Tuple of fragment numbers, fragment positions and not top k excluded indices

Return type:

Tuple[np.ndarray, np.ndarray, np.ndarray]

alphabase.peptide.fragment.remove_unused_fragments(precursor_df: DataFrame, fragment_df_list: Tuple[DataFrame, ...], frag_start_col: str = 'frag_start_idx', frag_stop_col: str = 'frag_stop_idx') Tuple[DataFrame, Tuple[DataFrame, ...]][source][source]#

Removes unused fragments of removed precursors, reannotates the frag_start_col and frag_stop_col

Parameters:
  • precursor_df (pd.DataFrame) – Precursor dataframe which contains frag_start_idx and frag_stop_idx columns

  • fragment_df_list (List[pd.DataFrame]) – A list of fragment dataframes which should be compressed by removing unused fragments. Multiple fragment dataframes can be provided which will all be sliced in the same way. This allows to slice both the fragment_mz_df and fragment_intensity_df. At least one fragment dataframe needs to be provided.

  • frag_start_col (str, optional) – Fragment start idx column in precursor_df, such as “frag_start_idx” and “peak_start_idx”. Defaults to “frag_start_idx”.

  • frag_stop_col (str, optional) – Fragment stop idx column in precursor_df, such as “frag_stop_idx” and “peak_stop_idx”. Defaults to “frag_stop_idx”.

Returns:

returns the reindexed precursor DataFrame and the sliced fragment DataFrames

Return type:

pd.DataFrame, List[pd.DataFrame]

alphabase.peptide.fragment.update_sliced_fragment_dataframe(fragment_df: DataFrame, fragment_df_vals: ndarray, values: ndarray, frag_start_end_list: List[Tuple[int, int]], charged_frag_types: List[str] = None)[source][source]#

Set the values of the slices frag_start_end_list=[(start,end),(start,end),…] of fragment_df.

Parameters:
  • fragment_df (pd.DataFrame) – fragment dataframe to set the values

  • fragment_df_vals (np.ndarray) – The fragment_df.to_numpy(copy=True), to prevent readonly assignment.

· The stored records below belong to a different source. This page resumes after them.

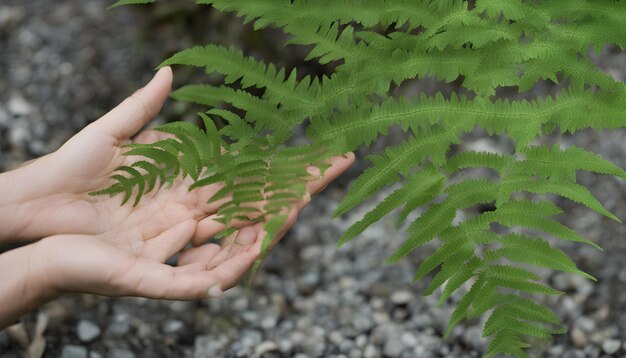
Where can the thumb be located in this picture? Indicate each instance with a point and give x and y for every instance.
(141, 107)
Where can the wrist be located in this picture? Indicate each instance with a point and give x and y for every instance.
(20, 190)
(23, 285)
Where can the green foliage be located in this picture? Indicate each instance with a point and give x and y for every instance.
(376, 46)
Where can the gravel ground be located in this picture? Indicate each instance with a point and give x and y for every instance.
(64, 63)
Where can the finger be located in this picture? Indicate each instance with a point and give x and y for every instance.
(170, 241)
(230, 272)
(137, 110)
(234, 244)
(338, 166)
(201, 254)
(154, 280)
(149, 136)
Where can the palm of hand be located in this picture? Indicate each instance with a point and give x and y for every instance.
(126, 247)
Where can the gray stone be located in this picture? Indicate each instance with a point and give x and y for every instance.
(269, 322)
(19, 106)
(346, 346)
(250, 338)
(71, 351)
(266, 347)
(209, 346)
(120, 325)
(121, 353)
(4, 339)
(393, 347)
(371, 351)
(362, 323)
(578, 337)
(87, 330)
(361, 340)
(400, 298)
(173, 326)
(611, 346)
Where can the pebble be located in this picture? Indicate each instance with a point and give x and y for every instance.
(265, 347)
(120, 325)
(400, 298)
(173, 326)
(611, 346)
(4, 339)
(381, 312)
(393, 347)
(18, 106)
(71, 351)
(87, 331)
(121, 353)
(371, 351)
(579, 338)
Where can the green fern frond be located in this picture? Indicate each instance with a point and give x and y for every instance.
(378, 49)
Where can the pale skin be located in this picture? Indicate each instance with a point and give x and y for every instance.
(95, 245)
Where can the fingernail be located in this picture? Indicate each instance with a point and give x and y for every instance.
(215, 291)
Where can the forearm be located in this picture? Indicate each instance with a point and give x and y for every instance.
(20, 192)
(22, 287)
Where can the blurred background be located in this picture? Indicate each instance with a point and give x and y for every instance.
(65, 63)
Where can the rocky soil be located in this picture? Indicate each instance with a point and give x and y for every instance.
(64, 63)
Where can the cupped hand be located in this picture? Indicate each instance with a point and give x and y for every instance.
(98, 246)
(59, 184)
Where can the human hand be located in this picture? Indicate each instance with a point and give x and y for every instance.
(126, 262)
(51, 195)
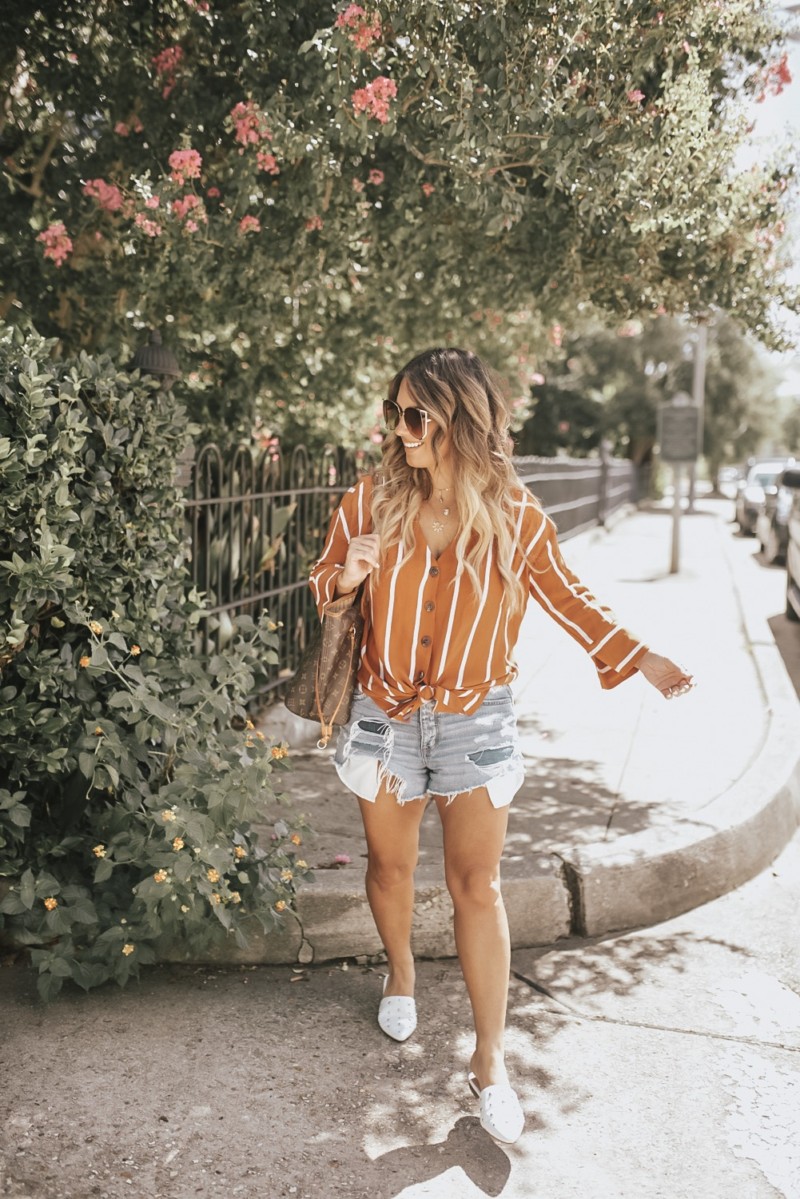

  • values (np.ndarray) – values to set

  • frag_start_end_list (List[Tuple[int,int]]) – e.g. [(start,end),(start,end),…]

  • charged_frag_types (List[str], optional) – e.g. [‘b_z1’,’b_z2’,’y_z1’,’y_z2’]. If None, the columns of values should be the same as fragment_df’s columns. It is much faster if charged_frag_types is None as we use numpy slicing, otherwise we use pd.loc (much slower). Defaults to None.